Zhao Junsheng, Liu Zhengtao, Zheng Xiaoping, Gao Hainv, Li Lanjuan
State Key Laboratory for Diagnosis and Treatment of Infectious Diseases, National Clinical Research Center for Infectious Diseases, Collaborative Innovation Center for Diagnosis and Treatment of Infectious Diseases, The First Affiliated Hospital, Zhejiang University School of Medicine, Hangzhou, China.
Division of Hepatobiliary and Pancreatic Surgery, Department of Surgery, The First Affiliated Hospital, Zhejiang University School of Medicine, Hangzhou, China.
Front Genet. 2021 Nov 8;12:753680. doi: 10.3389/fgene.2021.753680. eCollection 2021.
Low-grade glioma (LGG) is considered a fatal disease for young adults, with overall survival widely ranging from 1 to 15 years depending on histopathologic and molecular subtypes. As a novel type of programmed cell death, ferroptosis was reported to be involved in tumorigenesis and development, which has been intensively studied in recent years. For the discovery cohort, data from The Cancer Genome Atlas (TCGA) and Genotype-Tissue Expression (GTEx) were used to identify the differentially expressed and prognostic ferroptosis-related genes (FRGs). The least absolute shrinkage and selection operator (LASSO) and multivariate Cox were used to establish a prognostic signature with the above-selected FRGs.
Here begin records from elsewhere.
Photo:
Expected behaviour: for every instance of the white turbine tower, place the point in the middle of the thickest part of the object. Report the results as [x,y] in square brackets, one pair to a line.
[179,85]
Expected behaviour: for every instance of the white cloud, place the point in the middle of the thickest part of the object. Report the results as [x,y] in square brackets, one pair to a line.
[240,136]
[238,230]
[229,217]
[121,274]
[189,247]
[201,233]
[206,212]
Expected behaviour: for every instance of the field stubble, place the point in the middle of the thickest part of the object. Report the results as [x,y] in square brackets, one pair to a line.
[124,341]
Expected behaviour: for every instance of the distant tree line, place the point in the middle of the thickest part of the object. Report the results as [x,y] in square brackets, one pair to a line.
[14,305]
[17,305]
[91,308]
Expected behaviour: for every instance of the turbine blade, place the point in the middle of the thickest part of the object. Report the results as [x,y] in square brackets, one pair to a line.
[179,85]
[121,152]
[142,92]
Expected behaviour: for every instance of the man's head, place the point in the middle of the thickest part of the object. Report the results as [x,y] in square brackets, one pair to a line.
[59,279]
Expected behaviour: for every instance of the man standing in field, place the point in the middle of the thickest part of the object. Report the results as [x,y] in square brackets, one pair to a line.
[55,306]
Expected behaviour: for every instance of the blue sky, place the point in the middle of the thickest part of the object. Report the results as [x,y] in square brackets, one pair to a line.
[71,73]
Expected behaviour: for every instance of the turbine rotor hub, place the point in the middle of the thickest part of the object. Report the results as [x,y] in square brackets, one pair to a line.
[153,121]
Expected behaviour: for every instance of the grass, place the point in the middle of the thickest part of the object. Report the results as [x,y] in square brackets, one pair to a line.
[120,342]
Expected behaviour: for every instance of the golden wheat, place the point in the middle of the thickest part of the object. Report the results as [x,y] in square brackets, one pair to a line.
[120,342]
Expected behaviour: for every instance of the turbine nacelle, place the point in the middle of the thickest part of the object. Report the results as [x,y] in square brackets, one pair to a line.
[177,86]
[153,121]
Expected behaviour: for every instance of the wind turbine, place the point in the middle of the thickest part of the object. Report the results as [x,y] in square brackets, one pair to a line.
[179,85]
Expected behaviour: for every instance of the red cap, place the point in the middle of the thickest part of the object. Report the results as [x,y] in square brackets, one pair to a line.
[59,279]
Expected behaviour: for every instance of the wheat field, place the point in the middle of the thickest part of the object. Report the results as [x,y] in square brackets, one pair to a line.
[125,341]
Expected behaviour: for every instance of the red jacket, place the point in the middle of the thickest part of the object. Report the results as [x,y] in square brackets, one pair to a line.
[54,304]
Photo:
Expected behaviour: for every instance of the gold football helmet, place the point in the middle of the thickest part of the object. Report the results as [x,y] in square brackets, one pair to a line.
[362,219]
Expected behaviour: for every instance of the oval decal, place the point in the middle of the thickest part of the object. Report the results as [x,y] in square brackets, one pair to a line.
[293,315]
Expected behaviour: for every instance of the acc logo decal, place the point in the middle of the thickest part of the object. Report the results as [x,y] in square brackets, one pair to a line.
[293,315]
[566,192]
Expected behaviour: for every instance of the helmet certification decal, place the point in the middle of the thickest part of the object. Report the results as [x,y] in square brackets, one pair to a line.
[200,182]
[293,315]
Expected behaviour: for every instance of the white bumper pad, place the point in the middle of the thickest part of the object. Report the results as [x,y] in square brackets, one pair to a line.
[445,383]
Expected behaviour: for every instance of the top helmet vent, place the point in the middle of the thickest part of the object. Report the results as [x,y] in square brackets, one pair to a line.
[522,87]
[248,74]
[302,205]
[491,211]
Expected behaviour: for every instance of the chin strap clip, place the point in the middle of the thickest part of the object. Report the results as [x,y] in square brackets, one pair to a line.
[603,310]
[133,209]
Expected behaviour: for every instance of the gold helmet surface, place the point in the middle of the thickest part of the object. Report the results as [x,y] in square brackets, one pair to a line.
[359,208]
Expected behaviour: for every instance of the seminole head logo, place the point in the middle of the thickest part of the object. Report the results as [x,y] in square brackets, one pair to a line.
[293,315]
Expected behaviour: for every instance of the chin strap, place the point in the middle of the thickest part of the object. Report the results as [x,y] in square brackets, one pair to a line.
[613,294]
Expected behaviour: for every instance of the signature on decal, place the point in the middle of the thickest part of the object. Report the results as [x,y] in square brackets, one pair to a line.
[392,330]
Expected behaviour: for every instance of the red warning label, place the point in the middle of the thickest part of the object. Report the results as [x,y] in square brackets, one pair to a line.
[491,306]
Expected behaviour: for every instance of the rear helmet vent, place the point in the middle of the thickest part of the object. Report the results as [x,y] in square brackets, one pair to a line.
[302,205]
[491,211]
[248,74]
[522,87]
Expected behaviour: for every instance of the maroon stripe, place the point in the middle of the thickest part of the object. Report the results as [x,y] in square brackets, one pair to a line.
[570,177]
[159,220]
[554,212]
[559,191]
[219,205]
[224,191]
Then, the signature was developed and validated in TCGA and Chinese Glioma Genome Atlas (CGGA) databases. By combining clinicopathological features and the FRG signature, a nomogram was established to predict individuals' one-, three-, and five-year survival probability, and its predictive performance was evaluated by Harrell's concordance index (C-index) and calibration curves. Enrichment analysis was performed to explore the signaling pathways regulated by the signature. A novel risk signature contains seven FRGs that were constructed and were used to divide patients into two groups. Kaplan-Meier (K-M) survival curve and receiver-operating characteristic (ROC) curve analyses confirmed the prognostic performance of the risk model, followed by external validation based on data from the CGGA. The nomogram based on the risk signature and clinical traits was validated to perform well for predicting the survival rate of LGG. Finally, functional analysis revealed that the immune statuses were different between the two risk groups, which might help explain the underlying mechanisms of ferroptosis in LGG. In conclusion, this study constructed a novel and robust seven-FRG signature and established a prognostic nomogram for LGG survival prediction.
低级别胶质瘤(LGG)被认为是年轻成年人的致命疾病,其总生存期因组织病理学和分子亚型的不同而在1至15年之间广泛波动。作为一种新型的程序性细胞死亡方式,铁死亡被报道参与肿瘤的发生和发展,近年来受到了广泛研究。对于发现队列,使用来自癌症基因组图谱(TCGA)和基因型-组织表达(GTEx)的数据来识别差异表达和具有预后意义的铁死亡相关基因(FRG)。使用最小绝对收缩和选择算子(LASSO)和多变量Cox回归,用上述选择的FRG建立一个预后特征。然后,在TCGA和中国胶质瘤基因组图谱(CGGA)数据库中对该特征进行开发和验证。通过结合临床病理特征和FRG特征,建立一个列线图来预测个体的1年、3年和5年生存概率,并通过Harrell一致性指数(C指数)和校准曲线评估其预测性能。进行富集分析以探索该特征所调控的信号通路。构建了一个包含7个FRG的新型风险特征,并用于将患者分为两组。Kaplan-Meier(K-M)生存曲线和受试者工作特征(ROC)曲线分析证实了风险模型的预后性能,随后基于CGGA的数据进行外部验证。基于风险特征和临床特征的列线图在预测LGG生存率方面表现良好。最后,功能分析显示两个风险组之间的免疫状态不同,这可能有助于解释LGG中铁死亡的潜在机制。总之,本研究构建了一个新颖且稳健的7-FRG特征,并建立了一个用于预测LGG生存的预后列线图。